For Frankfurter Rundschau's London correspondent, Sebastian Border, the decision is "a heavy blow for May's government", and he sees the Brexit schedule "faltering".
The Hungarian tabloid Blikk believes the latest developments are worthy of Shakespeare, with the headline "To Brexit or not to Brexit, that is the question - parliament will decide".
French paper Les Echos, says Theresa May's government "hit an iceberg called the High Court of Justice". "Enough to sink the Brexit ship? Or just rock it slightly?" it wonders.
An article in German tabloid Bild shows a picture of a kissing couple bearing EU and Union Jack face-paint, along with the headline "Is this the exit from Brexit?"
But few commentators believe the ruling is likely to overturn June's referendum result.
L'Express describes the ruling as a "thunderbolt from across the Channel", but adds that although a delay is now likely, Brexit will still go ahead in the end.
In Italian business daily Il Sole 24 Ore, London correspondent Leonardo Maisano, says the High Court "detonated a new bomb" under Brexit, but believes MPs will ultimately not go against the "popular will expressed in the referendum".
Instead, most think the ruling only complicates an already tricky situation even further.

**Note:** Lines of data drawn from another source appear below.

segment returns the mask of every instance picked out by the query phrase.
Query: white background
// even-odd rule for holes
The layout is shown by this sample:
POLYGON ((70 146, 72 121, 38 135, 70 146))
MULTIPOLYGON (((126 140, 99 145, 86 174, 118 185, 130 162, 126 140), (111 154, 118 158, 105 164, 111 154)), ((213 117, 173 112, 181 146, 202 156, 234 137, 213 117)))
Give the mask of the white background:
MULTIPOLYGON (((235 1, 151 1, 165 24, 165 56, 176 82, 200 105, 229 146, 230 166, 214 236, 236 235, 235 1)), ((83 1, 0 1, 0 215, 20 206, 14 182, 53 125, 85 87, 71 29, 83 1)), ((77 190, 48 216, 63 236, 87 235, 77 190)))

"Here comes the big mess," declares a headline in Germany's Zeit, whose London correspondent, Sascha Zastiral, describes the ruling as "a severe setback" for Theresa May's Brexit plans.
France's Liberation sees the decision as "not a setback for Brexit, but a stinging rap on the knuckles" for the government.
In Frankfurter Allgemeine Zeitung, London correspondent Marcus Theurer writes that this "bitter defeat" for the PM and Leavers will "poison the political debate" in the UK, and increase the "uncertainty around Brexit even further".
Spain's El Pais also highlights the unprecedented nature of the situation, which it says takes the country into "the tricky uncharted waters of Britain's unwritten constitution".
Italian paper Il Messaggero describes the ruling as "a spoke in the wheels of Brexit" and emphasises that it is hard to predict what will happen next, as we are now "in completely new territory".
"It is not by chance that Collins dictionary has chosen 'Brexit' as the word of the year," it concludes.